Former President Donald J. Trump’s rivals in the Republican race for president again lined up in his defense on Thursday after Maine barred him from its primary election ballot, the second state to do so.
When the Colorado Supreme Court barred Mr. Trump from the primary ballot there last week, all of Mr. Trump’s opponents also criticized the decision, rather than using it as an avenue of attack.
Gov. Ron DeSantis of Florida and Vivek Ramaswamy, the entrepreneur, made much the same arguments on Thursday night.
“It opens up Pandora’s box,” Mr. DeSantis said on Fox News after the Maine decision was announced. “Can you have a Republican secretary of state disqualify Biden from the ballot?”
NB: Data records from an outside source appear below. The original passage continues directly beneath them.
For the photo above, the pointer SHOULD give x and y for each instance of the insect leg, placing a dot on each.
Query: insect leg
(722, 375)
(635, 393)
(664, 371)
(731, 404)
Mr. DeSantis had previously suggested that the ruling in Colorado had been part of a plot to solidify Republican support behind Mr. Trump in the primary. He had also said that Mr. Trump’s criminal indictments had “sucked all the oxygen” out of the race.
Mr. Ramaswamy, the candidate who ostensibly is running against Mr. Trump but has most enthusiastically defended the former president, again said he would withdraw from the primary in any state where Mr. Trump was not on the ballot. He also called on the G.O.P. field — Mr. DeSantis, former Gov. Nikki Haley of South Carolina and former Gov. Chris Christie of New Jersey — to make a similar pledge.
“This is what an actual threat to democracy looks like,” Mr. Ramaswamy said in a statement. “The system is hellbent on taking this man out, the Constitution be damned.”
A statement from the Haley campaign said that “Nikki will beat Trump fair and square. It should be up to voters to decide who gets elected.”
A spokesman for Mr. Christie’s campaign pointed to his previous criticism of the Colorado ruling. Mr. Christie said at the time that a court should not exclude a candidate from the ballot without a trial that included “evidence that’s accepted by a jury.” He has also said that Mr. Trump should be defeated at the ballot box.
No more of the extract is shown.